|Lebrun, Marc - CIRAD-FLHOR, FRANCE|
|Ducamp, Marie-Noelle - CIRAD-FLHOR, FRANCE|
Submitted to: Proceedings of Florida State Horticultural Society
Publication Type: Proceedings
Publication Acceptance Date: December 27, 2004
Publication Date: December 31, 2004
Citation: Lebrun, M., Ducamp, M., Plotto, A., Goodner, K.L., Baldwin, E.A. 2004. Development of electronic nose measurements for mango (mangifera indica) homogenate and whole fruit. Proceedings of Florida State Horticultural Society. 117:421-425. Interpretive Summary: The electronic nose is a relatively new technology that crudely mimics the human nose in non-selective binding of aroma compounds that send a signal to the computer, rather than to the brain as in human odor detection. This technology could be useful for non-destructive discrimination of mango fruit for maturity at harvest, or variety. First, however, an optimal method must be determined by which mango puree or whole fruit can be sampled by this instrument, which was worked out in this study.

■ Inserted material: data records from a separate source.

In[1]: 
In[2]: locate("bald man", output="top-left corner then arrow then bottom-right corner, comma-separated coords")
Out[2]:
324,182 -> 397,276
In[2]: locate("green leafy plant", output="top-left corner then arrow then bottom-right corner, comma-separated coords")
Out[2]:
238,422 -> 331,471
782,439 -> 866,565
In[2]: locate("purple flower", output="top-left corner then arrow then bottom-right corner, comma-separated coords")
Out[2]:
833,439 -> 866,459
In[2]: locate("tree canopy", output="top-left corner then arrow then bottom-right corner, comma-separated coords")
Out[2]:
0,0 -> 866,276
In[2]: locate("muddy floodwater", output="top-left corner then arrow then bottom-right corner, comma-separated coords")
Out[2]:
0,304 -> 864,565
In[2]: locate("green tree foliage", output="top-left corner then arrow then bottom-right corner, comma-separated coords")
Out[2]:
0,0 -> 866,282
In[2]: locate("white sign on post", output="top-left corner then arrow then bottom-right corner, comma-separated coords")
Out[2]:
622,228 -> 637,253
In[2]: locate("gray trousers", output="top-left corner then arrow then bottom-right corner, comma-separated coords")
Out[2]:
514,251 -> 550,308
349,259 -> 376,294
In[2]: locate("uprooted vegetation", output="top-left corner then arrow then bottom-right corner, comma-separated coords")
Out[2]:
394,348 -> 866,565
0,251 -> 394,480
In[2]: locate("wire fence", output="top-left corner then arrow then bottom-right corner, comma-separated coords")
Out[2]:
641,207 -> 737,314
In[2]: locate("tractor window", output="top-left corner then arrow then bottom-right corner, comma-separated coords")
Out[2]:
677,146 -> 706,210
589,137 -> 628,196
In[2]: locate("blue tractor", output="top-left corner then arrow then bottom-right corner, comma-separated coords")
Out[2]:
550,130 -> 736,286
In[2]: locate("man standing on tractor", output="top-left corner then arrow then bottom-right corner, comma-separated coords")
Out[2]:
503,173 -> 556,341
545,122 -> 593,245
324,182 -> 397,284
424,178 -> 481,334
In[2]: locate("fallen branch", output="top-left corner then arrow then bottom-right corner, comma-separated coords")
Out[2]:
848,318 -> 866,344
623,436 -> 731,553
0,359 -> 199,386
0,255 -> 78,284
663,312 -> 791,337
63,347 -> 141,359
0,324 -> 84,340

Technical Abstract: Mango fruit from Latin America (cv. Tommy Atkins), were purchased from a local Florida supermarket, homgenized, and sampled for volatile analysis by static headspace method. Some of the material was analyzed using an electronic nose (e-nose) with metal oxide coated or uncoated sensors (500 µL injection volume) and some by gas chromatography (GC) equipped with a polar carbowax column and a flame ionization detector. Dilution of homogenate and homogenate volume were analyzed to determine effect on e-nose and GC headspace measurements. Mango homogenate (1.0, 1.5, and 2.0 mL) was diluted with DI water to 50, 25, and 12.5% of original concentration. The resulting e-nose signal intensities (changes in resistance across the metal oxide sensor due to non-selective interactions with volatile compounds in the headspace) were analyzed by Principal Component Analysis (PCA), which resulted in grouping by dilution factor, regardless of sample size. A combination of 2.0 mL and 25% dilution of mango homogenate was determined to be optimal. These results were compared to analysis of 13 characteristic mango volatiles by gas chromatography (GC) headspace analysis of the mango homogenate for the same volume/dilution combinations. Concentration of volatiles in the headspace generally increased with volume and decreased with dilution, but there were some exceptions and inconsistencies. The increase in headspace concentration was not directly proportional to the homogenate volume, indicating matrix effect on aroma partitioning into the headspace, which varied for different compounds. Whole mangoes (cv. Keitt and Kent) harvested in Homestead, FL, were put in buckets for 4 hours and a large injection volume injected into the e-nose (2000 'L) was necessary to get ample signal and reproducible results and separated the two varieties based on their volatile emission to the headspace.